Besides, who is the Labour Party to accuse others of being friends of predators? Don’t get me started on the rape gangs. For months, Labour in government stonewalled a national inquiry into these horrors, despite towns like Rotherham and Oldham exposing systemic failures in policing and child protection. Starmer only u-turned last month, launching a statutory probe under pressure from Conservatives, victims’ advocates and even Elon Musk. Why the reluctance? Critics argue it was to appease certain minority groups, fearing accusations of racism. That some groups are disproportionately involved in these crimes is well established, but Labour prioritised political correctness over justice. Thousands of girls suffered while authorities looked away, and Labour’s dithering perpetuated the cover-up, in part, one must assume to cover up its own complicity in these horrors at a local level.
These attacks on Farage smack of sheer panic. Latest YouGov polls from 27 and 28 July 2025 show Reform surging to 29 per cent, seven points ahead of Labour’s dismal 22 per cent, while Starmer’s personal approval rating plummets to minus 44, as voters tire of his authoritarian lurch.

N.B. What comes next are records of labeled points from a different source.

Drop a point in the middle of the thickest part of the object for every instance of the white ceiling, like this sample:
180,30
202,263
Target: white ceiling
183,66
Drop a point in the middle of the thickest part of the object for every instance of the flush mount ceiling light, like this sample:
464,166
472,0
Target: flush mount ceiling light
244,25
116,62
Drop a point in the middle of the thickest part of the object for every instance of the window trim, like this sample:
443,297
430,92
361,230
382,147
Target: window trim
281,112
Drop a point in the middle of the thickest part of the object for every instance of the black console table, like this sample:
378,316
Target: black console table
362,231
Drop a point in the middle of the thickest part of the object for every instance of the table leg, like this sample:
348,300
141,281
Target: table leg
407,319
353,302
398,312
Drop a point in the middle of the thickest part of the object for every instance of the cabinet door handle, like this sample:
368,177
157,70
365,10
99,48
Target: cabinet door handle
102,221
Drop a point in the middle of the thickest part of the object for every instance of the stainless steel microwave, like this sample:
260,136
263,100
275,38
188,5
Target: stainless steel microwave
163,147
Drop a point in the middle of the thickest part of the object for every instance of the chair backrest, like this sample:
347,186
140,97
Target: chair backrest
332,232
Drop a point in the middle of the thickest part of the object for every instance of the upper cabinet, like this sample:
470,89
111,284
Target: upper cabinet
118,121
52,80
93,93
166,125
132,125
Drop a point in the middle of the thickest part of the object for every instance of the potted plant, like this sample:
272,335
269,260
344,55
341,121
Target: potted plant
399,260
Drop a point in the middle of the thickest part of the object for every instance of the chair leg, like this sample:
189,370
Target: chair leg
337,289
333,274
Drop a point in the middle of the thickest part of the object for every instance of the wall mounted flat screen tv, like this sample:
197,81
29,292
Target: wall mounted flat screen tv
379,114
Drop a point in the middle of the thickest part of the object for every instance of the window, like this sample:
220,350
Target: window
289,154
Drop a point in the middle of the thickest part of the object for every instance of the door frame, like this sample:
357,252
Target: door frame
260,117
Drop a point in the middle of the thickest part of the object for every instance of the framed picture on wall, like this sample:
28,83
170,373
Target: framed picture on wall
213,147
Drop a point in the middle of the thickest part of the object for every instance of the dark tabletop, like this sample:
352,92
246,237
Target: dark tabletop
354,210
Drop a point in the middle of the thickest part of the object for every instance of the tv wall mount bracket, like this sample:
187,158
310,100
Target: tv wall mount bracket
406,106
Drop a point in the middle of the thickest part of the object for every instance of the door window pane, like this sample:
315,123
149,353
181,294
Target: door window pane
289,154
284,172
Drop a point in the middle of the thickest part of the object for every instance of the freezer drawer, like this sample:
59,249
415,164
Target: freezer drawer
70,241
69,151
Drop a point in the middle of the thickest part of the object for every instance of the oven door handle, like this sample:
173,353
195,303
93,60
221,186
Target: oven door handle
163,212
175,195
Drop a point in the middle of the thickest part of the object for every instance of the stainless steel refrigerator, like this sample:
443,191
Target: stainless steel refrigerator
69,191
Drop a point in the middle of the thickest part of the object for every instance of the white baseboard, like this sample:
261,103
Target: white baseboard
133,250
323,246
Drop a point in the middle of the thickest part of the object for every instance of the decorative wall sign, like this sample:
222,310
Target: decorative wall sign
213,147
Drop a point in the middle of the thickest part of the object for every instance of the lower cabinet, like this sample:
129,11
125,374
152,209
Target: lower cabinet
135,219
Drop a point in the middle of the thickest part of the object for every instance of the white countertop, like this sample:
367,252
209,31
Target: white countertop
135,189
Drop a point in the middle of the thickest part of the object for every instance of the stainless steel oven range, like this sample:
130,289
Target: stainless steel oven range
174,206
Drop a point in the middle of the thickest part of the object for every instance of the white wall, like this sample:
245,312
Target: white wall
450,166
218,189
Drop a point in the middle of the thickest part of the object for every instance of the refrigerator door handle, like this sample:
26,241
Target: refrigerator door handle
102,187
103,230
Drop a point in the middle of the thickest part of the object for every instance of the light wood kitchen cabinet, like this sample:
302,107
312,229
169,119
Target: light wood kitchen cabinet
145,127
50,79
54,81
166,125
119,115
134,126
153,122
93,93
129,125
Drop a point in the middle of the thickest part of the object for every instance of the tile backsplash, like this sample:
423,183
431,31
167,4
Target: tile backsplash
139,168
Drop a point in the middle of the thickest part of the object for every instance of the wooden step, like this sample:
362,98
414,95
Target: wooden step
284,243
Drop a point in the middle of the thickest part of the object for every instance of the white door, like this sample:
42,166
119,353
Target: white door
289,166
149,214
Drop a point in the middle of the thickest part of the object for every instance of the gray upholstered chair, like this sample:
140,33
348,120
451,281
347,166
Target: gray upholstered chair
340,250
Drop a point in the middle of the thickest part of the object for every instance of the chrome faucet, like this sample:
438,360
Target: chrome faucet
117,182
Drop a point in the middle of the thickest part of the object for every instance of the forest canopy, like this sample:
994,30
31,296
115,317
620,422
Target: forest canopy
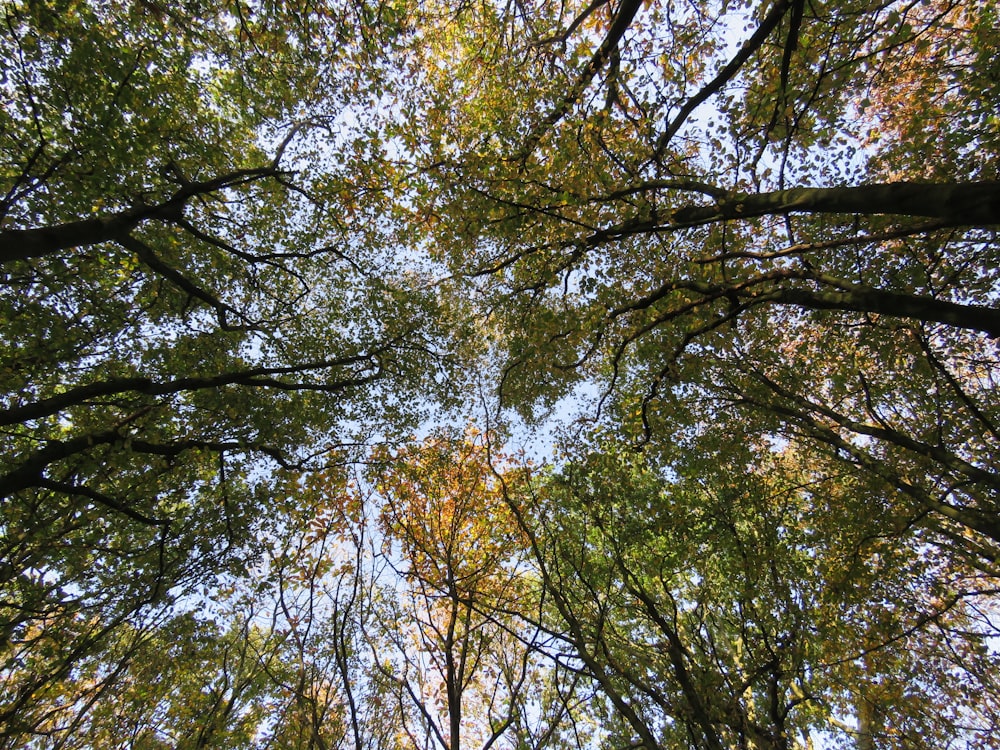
292,292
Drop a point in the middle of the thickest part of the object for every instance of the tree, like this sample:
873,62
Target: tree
708,229
726,609
179,313
463,632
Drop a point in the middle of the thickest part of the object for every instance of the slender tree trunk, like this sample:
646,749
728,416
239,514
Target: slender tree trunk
971,203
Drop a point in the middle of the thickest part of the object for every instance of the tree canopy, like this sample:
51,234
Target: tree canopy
264,268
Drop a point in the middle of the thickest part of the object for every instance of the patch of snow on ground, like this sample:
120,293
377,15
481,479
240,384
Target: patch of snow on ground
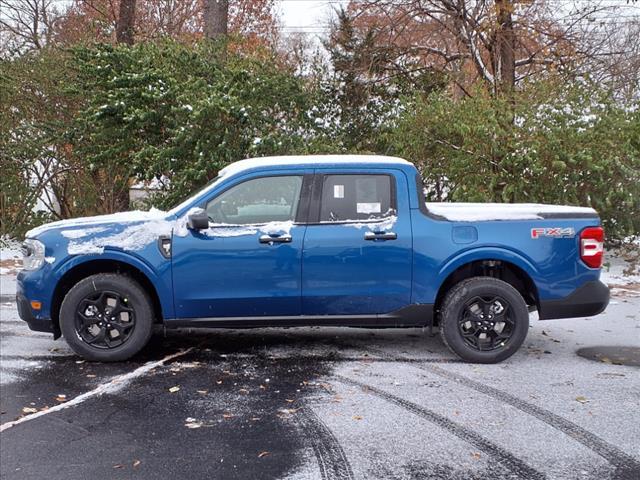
612,272
475,212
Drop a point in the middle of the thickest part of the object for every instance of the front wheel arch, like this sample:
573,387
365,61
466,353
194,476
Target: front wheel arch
92,267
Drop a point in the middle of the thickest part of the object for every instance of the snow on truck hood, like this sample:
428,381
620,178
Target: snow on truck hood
476,212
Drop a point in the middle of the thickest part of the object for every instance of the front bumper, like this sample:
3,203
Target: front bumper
588,300
36,324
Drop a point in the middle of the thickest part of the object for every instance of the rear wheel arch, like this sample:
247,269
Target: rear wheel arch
92,267
503,270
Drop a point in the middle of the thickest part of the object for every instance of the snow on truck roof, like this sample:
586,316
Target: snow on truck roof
309,160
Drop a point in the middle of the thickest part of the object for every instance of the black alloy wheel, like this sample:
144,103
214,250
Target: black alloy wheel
105,319
483,320
486,323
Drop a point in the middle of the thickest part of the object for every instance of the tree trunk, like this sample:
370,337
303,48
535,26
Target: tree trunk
504,59
216,16
126,21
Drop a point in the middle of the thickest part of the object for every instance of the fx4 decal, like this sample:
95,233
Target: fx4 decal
553,232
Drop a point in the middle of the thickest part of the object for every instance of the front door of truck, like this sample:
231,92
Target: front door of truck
358,245
248,263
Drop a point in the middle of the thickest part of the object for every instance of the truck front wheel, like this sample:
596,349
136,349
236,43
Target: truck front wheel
484,320
106,317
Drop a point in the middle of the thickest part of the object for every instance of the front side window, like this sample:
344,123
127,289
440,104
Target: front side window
256,201
356,197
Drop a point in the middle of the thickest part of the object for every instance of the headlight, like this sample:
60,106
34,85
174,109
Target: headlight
33,252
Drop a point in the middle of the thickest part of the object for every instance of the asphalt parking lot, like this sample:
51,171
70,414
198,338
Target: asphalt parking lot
326,403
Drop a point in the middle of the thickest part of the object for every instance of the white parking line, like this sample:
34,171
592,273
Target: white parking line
112,386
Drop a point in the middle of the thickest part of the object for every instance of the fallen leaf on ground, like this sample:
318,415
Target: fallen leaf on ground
288,411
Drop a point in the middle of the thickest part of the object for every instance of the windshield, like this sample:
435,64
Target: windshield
195,195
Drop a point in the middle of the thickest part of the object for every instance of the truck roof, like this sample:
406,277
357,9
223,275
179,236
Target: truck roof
311,161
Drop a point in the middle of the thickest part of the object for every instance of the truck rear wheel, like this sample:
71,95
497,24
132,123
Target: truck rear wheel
106,317
484,320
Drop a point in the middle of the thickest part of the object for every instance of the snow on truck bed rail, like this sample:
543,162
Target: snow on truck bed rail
475,212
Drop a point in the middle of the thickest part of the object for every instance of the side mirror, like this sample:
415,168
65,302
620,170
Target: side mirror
198,221
229,209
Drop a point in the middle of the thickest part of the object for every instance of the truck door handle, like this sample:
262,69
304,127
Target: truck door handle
380,236
275,239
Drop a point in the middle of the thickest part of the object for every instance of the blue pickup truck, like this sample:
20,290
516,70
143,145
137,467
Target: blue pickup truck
314,240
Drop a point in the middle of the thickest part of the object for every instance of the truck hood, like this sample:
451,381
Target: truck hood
478,212
126,230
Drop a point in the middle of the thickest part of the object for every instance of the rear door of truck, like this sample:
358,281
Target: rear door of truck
357,251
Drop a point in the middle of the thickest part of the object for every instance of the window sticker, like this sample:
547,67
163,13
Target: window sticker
368,207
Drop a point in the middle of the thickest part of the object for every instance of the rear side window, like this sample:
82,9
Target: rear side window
356,197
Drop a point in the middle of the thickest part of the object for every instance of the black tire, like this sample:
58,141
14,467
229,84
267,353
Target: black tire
469,311
87,305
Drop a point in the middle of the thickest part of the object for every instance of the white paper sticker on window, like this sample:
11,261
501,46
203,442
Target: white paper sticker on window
368,207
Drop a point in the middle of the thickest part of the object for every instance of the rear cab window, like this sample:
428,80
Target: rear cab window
349,198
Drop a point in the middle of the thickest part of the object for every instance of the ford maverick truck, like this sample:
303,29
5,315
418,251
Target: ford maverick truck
315,240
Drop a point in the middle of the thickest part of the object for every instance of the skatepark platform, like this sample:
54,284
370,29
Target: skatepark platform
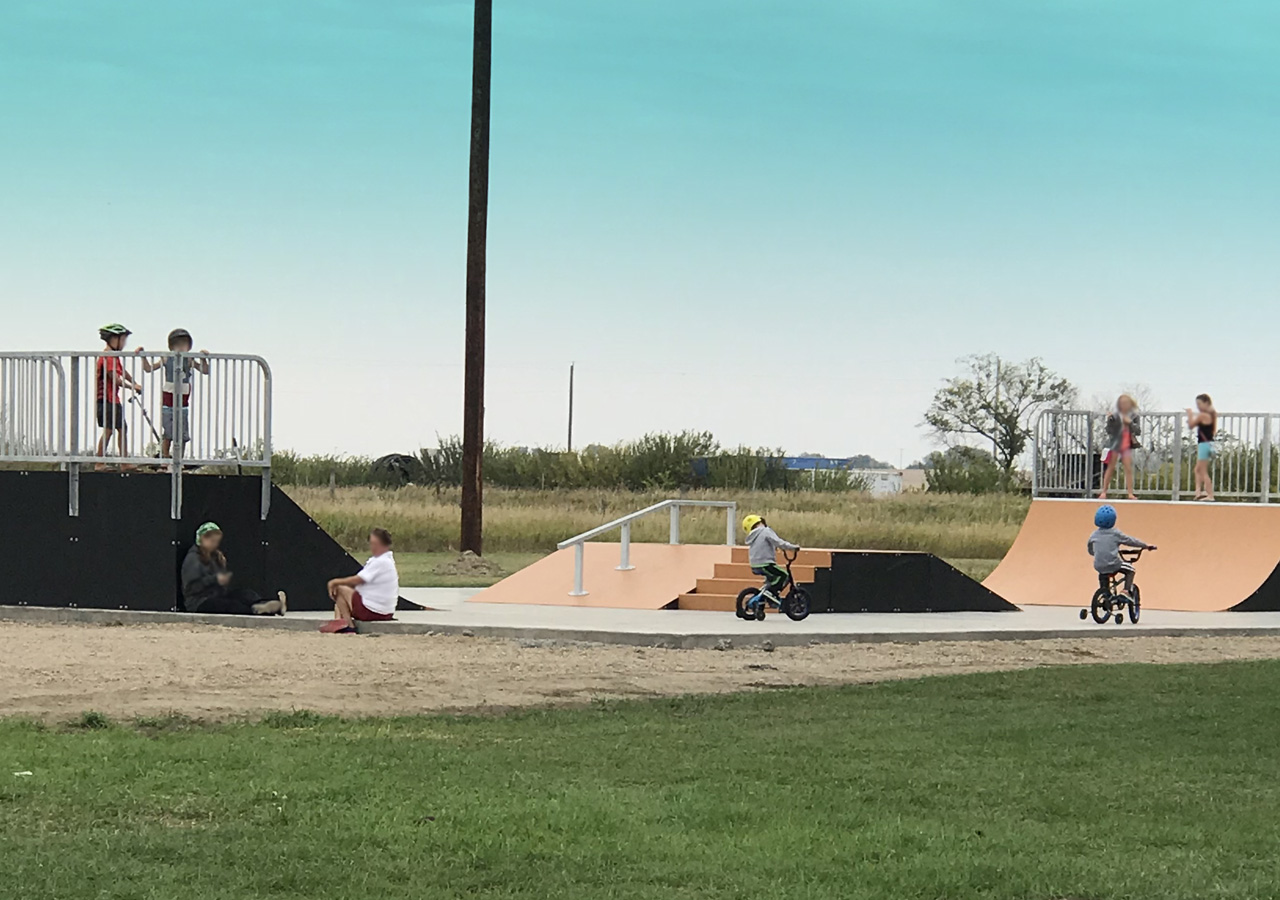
1212,556
709,578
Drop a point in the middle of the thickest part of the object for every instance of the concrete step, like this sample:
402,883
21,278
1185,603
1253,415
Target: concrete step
709,602
743,570
821,558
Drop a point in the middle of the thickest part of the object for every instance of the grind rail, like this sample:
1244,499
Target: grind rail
624,524
54,406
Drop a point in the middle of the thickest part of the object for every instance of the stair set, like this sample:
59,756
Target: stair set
720,592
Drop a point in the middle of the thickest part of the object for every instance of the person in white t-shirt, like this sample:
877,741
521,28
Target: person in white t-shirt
370,594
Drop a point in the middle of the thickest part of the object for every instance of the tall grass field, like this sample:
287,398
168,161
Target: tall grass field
969,530
1134,782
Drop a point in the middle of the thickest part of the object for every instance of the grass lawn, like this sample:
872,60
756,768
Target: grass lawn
1093,782
417,570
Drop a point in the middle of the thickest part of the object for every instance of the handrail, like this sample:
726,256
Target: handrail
579,542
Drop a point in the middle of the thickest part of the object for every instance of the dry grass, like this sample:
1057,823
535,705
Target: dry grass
954,526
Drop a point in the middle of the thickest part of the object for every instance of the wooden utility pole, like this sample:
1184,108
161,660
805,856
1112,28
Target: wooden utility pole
478,227
571,407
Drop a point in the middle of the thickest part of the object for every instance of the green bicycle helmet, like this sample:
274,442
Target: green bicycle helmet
113,330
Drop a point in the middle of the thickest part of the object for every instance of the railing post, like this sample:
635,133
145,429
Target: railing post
1088,456
1265,484
176,443
72,465
577,570
1178,458
625,565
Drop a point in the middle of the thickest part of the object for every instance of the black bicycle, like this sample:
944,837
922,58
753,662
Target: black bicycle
753,602
1112,602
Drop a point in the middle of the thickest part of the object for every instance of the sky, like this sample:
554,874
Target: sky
781,222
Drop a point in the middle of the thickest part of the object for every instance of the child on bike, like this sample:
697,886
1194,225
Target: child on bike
1105,546
763,544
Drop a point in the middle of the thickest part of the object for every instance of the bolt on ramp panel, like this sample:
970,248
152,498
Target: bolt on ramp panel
1212,556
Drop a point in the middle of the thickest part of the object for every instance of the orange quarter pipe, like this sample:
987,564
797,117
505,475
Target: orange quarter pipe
1211,557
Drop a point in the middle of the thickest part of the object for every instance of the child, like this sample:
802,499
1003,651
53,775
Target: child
109,375
1123,430
1105,546
179,342
763,544
1203,419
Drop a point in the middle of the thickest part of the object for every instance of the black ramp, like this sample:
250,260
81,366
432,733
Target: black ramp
871,581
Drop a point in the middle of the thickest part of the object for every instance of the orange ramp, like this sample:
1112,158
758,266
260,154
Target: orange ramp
661,574
1211,557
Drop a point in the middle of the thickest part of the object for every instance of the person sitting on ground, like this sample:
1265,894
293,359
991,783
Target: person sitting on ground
1203,419
206,581
763,544
370,594
1123,430
176,384
109,375
1105,546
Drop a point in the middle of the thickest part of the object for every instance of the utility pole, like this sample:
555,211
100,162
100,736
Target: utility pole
478,227
571,407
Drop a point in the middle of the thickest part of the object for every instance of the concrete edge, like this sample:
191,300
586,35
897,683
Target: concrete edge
673,640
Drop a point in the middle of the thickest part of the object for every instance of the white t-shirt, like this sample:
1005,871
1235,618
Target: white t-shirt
379,585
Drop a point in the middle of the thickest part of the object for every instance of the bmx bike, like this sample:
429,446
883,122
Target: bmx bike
753,602
1112,602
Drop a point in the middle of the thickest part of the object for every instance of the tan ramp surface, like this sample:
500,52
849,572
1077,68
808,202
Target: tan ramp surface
1211,557
661,574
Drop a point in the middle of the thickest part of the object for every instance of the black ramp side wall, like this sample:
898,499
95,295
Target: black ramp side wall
863,581
124,549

Reform’s pledge to repeal the Online Safety Act resonates because it’s not about shielding predators, it’s about preserving democracy from Big Brother overreach. How many times has ‘Won’t somebody think of the children?’ been used to curtail freedoms? It’s happening again.
In this theatre of the absurd, Labour’s smears only expose its moral bankruptcy. Starmer, Kyle and their ilk aren’t protectors – they’re predators of truth, clawing to retain power as the tide turns against them. Farage and Reform represent the people’s roar, and no amount of Savile slurs will silence it.
Gawain Towler is a commentator, former director of communications for the Brexit Party and a consultant for Reform UK.